Нет ничего более лживого, чем порочное суеверие, оправдывающее преступления волей богов.
Тит Ливий, История от основания Рима.
(Не надобно забывать, что любимым героем Маркса был Прометей – единственный из титанов, кто сражался на стороне богов, потому что предвидел их победу. Правда, это не помогло ему обмануть Зевса, когда настало время делить жертвенного быка.)
Но Бонапарты приходят и уходят, революционеры уничтожают контрреволюционеров, потом друг друга, потом их уничтожают рвущиеся к власти последователи.
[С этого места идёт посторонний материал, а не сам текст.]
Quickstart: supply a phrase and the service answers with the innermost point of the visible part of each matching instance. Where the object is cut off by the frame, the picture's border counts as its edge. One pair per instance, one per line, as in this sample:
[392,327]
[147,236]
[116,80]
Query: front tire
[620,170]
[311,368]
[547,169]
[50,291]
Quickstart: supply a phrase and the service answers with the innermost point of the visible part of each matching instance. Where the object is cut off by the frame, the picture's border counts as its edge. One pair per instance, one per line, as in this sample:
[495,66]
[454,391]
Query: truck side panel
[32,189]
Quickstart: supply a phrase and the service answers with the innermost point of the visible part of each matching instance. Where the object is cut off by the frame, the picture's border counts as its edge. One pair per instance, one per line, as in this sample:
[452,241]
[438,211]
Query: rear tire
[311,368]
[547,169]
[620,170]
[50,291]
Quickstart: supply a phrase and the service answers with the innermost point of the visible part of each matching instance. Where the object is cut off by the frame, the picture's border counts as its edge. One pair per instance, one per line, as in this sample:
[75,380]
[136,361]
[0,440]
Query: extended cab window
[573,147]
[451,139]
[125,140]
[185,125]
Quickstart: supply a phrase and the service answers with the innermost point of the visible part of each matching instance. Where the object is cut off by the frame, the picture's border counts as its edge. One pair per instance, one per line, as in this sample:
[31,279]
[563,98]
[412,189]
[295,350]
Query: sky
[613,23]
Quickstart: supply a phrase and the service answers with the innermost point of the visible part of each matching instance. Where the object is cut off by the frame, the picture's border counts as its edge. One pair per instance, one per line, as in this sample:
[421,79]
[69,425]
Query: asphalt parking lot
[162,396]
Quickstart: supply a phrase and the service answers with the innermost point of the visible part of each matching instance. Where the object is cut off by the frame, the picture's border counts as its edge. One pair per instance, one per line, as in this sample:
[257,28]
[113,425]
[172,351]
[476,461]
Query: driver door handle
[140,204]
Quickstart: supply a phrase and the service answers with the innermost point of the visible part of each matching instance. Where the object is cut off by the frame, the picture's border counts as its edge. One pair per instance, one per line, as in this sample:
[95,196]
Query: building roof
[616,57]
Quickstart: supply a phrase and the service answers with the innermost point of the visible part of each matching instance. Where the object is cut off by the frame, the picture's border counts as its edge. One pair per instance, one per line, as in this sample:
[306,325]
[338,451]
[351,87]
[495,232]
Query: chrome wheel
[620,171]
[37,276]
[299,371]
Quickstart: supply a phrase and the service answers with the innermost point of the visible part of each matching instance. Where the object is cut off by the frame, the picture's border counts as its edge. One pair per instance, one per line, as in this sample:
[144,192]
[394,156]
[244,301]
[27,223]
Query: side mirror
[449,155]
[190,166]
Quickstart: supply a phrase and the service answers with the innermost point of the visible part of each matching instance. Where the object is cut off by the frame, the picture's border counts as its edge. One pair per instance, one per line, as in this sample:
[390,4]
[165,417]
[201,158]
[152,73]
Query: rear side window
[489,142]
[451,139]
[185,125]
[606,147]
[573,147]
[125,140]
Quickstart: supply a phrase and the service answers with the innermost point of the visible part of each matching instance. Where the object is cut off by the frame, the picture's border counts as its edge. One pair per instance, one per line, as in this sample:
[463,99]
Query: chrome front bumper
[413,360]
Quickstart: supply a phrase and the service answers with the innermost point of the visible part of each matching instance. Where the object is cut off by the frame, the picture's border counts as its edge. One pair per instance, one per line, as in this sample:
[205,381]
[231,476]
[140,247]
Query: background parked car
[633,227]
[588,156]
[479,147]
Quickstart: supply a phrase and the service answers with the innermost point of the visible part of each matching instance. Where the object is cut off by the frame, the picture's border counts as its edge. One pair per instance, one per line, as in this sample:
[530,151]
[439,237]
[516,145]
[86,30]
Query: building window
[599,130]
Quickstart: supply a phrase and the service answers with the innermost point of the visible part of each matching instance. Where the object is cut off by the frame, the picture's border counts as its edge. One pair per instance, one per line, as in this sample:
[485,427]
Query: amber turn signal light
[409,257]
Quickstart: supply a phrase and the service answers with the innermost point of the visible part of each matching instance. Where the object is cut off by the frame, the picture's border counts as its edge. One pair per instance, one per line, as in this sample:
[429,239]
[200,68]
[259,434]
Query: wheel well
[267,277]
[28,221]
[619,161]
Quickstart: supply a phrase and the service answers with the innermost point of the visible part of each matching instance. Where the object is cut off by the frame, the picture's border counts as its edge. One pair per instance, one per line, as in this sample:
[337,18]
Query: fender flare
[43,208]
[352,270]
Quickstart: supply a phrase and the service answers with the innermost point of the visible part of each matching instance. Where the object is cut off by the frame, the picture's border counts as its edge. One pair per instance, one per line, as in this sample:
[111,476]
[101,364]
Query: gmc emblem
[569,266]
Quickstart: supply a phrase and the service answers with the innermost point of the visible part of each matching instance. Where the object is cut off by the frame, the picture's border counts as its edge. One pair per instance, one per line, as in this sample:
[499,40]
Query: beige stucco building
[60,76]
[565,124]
Остаются Талейраны – большие и маленькие – тысячи Талейранов, приспосабливающихся к любым условиям и в любых условиях выплывающие на поверхность.
Плоды смуты никогда не достаются тому, кто ее вызвал; он только всколыхнул и замутил воду, а ловить рыбу будут уже другие… Но если зачинатели и приносят больше вреда, нежели подражатели, то последние все же преступнее первых, ибо они следуют образцам, зло и ужас которых сами они ощутили…
Монтень. Опыты. I. 23.
И остаются бесчисленные безликие массы, силами и интересами которых пользуются и манипулируют преходящие Бонапарты – тот самый мифический «народ», который кровью своей без конца оплачивает политические игры…
Послушаем лучше Герцена: «…Я не советую браниться с миром, а начать независимую, самобытную жизнь, которая могла бы найти в себе самой спасение, даже тогда, когда весь мир, нас окружающий, погиб бы. Я советую вглядеться, идет ли в самом деле масса туда, куда мы думаем, что она идет, и идти с нею или от нее, но зная ее путь; я советую бросить книжные мнения, которые нам привили с ребячества, представляя людей совсем иными, нежели они есть. Я хочу прекратить “бесплодный ропот и капризное неудовольствие”, хочу примирить с людьми, убедивши, что они не могут быть лучше, что вовсе не их вина, что они такие». И дальше: «Вместо того, чтоб уверять народы, что они страстно хотят того, что мы хотим, лучше было бы подумать, хотят ли они на сию минуту чего-нибудь, и, если хотят совсем другое, сосредоточиться, сойти с рынка, отойти с миром, не насилуя других и не тратя себя. Может, это отрицательное действие будет началом новой жизни. Во всяком случае это будет добросовестный поступок»1.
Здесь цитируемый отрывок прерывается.